JAKARTA | Sentrapos.co.id – Komisi Pemberantasan Korupsi (KPK) menjadwalkan pemeriksaan terhadap 12 pegawai Direktorat Jenderal Bea dan Cukai (DJBC) sebagai saksi dalam kasus dugaan tindak pidana korupsi terkait pengurusan importasi barang.
Pemeriksaan dilakukan pada Selasa (19/5/2026) untuk mendalami dugaan praktik suap dan gratifikasi di lingkungan bea dan cukai.
Juru Bicara KPK Budi Prasetyo mengatakan para saksi yang dipanggil merupakan aparatur sipil negara (ASN) yang bertugas di sejumlah seksi intelijen kepabeanan dan cukai.
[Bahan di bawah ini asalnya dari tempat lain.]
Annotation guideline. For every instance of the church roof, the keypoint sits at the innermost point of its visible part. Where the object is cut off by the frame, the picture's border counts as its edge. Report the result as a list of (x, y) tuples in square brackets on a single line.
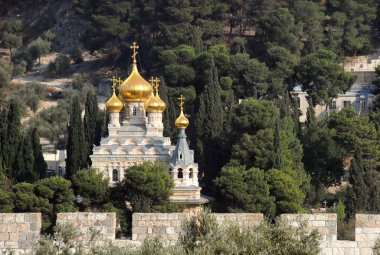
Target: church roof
[(182, 155)]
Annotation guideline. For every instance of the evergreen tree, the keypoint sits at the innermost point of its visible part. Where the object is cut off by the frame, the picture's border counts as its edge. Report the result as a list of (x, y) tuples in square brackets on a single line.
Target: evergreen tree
[(277, 162), (39, 166), (24, 164), (13, 136), (76, 148), (358, 194), (209, 126), (91, 123)]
“Hari ini Selasa (19/5), KPK menjadwalkan pemeriksaan terhadap saksi-saksi dalam dugaan tindak pidana korupsi terkait bea dan cukai,” kata Budi Prasetyo dalam keterangannya.
Beberapa pegawai yang dipanggil antara lain Akhmad Zulfan Rosadi dari Seksi Intelijen Cukai, Nico Ahmad Affandy dari Seksi Intelijen Kepabeanan 2, serta Neta Akbardani dari Seksi Intelijen Kepabeanan 1.
Selain itu, penyidik juga memanggil Welvianus, Harry Perdana Lang, Aulia Elang Willmania, M Wildan Adhitama, Grenaldo Ferdinan Butar-Butar, Salisa Asmoaji, M Ikram, Yogasidi, dan Farid Agung Kurniawan.
KPK Dalami Dugaan Suap Importasi
KPK hingga kini belum mengungkap detail materi pemeriksaan terhadap para saksi tersebut.
Namun, pemanggilan dilakukan untuk mendalami dugaan praktik korupsi terkait pengurusan importasi barang dan penerimaan uang di lingkungan Direktorat Jenderal Bea dan Cukai.
Kasus ini sebelumnya telah menyeret sejumlah nama sebagai tersangka, termasuk mantan Direktur Penindakan dan Penyidikan DJBC periode 2024-2026, Rizal.
Selain Rizal, KPK juga menetapkan Sisprian Subiaksono dan Orlando Hamonangan sebagai tersangka dugaan suap importasi barang.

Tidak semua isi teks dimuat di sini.